If you discover a security vulnerability, please report it privately:
- Email: dev@qmediat.io
- Subject:
[SECURITY] ideogram-mcp: <brief description>
We will acknowledge your report within 48 hours and aim to release a fix within 7 days for critical issues.
Please do NOT open public GitHub issues for security vulnerabilities.
ideogram-mcp is designed with a zero-trust, minimal-dependency approach. Every security decision is documented below.

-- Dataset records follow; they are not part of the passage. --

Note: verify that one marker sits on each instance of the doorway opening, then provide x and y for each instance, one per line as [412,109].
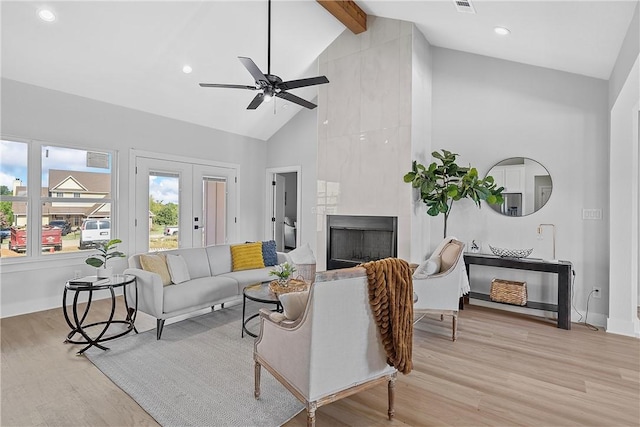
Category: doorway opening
[283,207]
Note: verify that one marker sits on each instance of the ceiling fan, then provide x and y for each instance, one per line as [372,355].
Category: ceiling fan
[269,84]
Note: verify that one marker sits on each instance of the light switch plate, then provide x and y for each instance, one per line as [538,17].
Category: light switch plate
[592,214]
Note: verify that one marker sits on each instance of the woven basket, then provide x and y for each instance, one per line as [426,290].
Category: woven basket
[509,292]
[307,272]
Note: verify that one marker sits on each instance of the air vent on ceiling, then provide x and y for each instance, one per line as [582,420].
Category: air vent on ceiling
[464,6]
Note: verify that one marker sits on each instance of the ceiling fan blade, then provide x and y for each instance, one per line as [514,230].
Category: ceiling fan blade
[255,103]
[296,100]
[253,69]
[292,84]
[228,86]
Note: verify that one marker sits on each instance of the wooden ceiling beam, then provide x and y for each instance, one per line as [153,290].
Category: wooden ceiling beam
[347,12]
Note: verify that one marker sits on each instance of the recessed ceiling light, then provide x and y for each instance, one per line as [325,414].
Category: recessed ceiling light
[46,15]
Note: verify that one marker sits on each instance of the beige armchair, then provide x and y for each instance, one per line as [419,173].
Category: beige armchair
[440,282]
[332,351]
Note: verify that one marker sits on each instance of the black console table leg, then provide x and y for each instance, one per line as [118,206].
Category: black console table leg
[564,298]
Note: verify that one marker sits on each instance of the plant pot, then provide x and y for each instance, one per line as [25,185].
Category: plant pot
[104,272]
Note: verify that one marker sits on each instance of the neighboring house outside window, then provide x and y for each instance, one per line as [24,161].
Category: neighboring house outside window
[68,195]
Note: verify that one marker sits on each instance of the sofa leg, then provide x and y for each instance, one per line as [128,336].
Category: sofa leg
[391,387]
[454,326]
[159,326]
[256,371]
[311,414]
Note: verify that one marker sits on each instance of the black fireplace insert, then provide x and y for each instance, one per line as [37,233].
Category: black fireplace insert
[354,239]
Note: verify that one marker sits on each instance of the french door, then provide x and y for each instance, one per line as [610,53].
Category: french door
[182,204]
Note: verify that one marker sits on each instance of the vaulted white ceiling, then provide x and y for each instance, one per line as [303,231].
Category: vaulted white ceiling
[132,53]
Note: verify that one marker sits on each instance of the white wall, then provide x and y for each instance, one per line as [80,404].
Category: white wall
[624,100]
[296,144]
[625,197]
[421,140]
[35,113]
[488,110]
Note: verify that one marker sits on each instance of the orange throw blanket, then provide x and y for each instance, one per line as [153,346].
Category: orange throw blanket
[391,299]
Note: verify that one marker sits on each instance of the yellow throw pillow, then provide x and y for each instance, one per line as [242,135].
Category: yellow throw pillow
[156,264]
[247,256]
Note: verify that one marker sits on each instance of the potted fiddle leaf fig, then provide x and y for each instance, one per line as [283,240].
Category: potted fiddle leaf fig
[444,182]
[107,250]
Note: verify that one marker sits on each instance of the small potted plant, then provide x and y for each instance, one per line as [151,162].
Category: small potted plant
[283,272]
[107,251]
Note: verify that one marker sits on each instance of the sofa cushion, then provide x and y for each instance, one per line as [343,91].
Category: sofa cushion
[427,268]
[247,256]
[294,303]
[269,254]
[449,255]
[196,260]
[249,277]
[156,263]
[219,259]
[195,292]
[177,268]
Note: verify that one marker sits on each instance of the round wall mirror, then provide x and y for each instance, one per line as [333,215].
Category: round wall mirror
[527,186]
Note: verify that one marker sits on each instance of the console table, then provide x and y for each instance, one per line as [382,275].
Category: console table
[561,268]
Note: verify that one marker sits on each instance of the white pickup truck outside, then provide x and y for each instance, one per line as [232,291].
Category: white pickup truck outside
[171,231]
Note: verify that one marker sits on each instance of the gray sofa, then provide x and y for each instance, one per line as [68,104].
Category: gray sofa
[212,282]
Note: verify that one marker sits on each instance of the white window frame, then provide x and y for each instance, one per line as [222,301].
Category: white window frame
[33,254]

| Measure | Implementation |
|---|---|
| 2 runtime dependencies only | @modelcontextprotocol/sdk + zod — no axios, no form-data |
| Native fetch | Node.js built-in fetch, FormData, Blob — no HTTP library |
| Pinned exact versions | No ^ or ~ ranges in package.json |
| No eval/exec | Zero usage of eval(), child_process, exec, or Function() |
| No telemetry | No analytics, no phoning home, no tracking |
| Threat | Protection |
|---|---|
| SSRF via download URLs | HTTPS required + hostname allowlist (ideogram.ai, api.ideogram.ai, known CDN) |
| SSRF via redirects | redirect: "manual" — all redirects blocked and reported |
| API key exfiltration | Key sent only to api.ideogram.ai (hardcoded base URL), never logged |
| Request timeout | AbortSignal.timeout(120s) on every outbound request |
| Content-Type validation | Downloads must have image/* Content-Type — HTML/JSON error pages rejected |
| Download size limit | Content-Length pre-check + post-download buffer size cap (50 MB) |
| Threat | Protection |
|---|---|
| Path traversal | Extension allowlist (.png, .jpg, .jpeg, .webp only) |
| Symlink attacks | lstat() on original path before reading — rejects user-created symlinks |
| File size DoS | stat() check before read — 10 MB limit (Ideogram API limit) |
| Filename injection | Output filenames are ideogram-{timestamp}-{random}.{ext} — no user input |
| Output directory escape | path.relative() containment check on all saved files |
| Layer | Mechanism |
|---|---|
| Input validation | Zod schemas on all tool parameters (type, range, enum) |
| Response validation | Zod schemas on API responses — no blind as type casts |
| Error isolation | IdeogramApiError class — raw stack traces never exposed to MCP clients |
| Retry logic | Exponential backoff with jitter for 429/500/502/503/504 + network errors |
- Does not execute arbitrary code
- Does not access the filesystem outside of validated image paths
- Does not store or cache API keys on disk
- Does not make network requests to any host other than
api.ideogram.aiand its CDN - Does not collect, transmit, or log any user data
This codebase has passed 4 rounds of parallel code review by:
- GPT-5.3-Codex (OpenAI)
- Gemini 2.5 Pro (Google)
- Grok-4 (xAI)
- GitHub Copilot
All CRITICAL and MAJOR findings were fixed and verified with tests.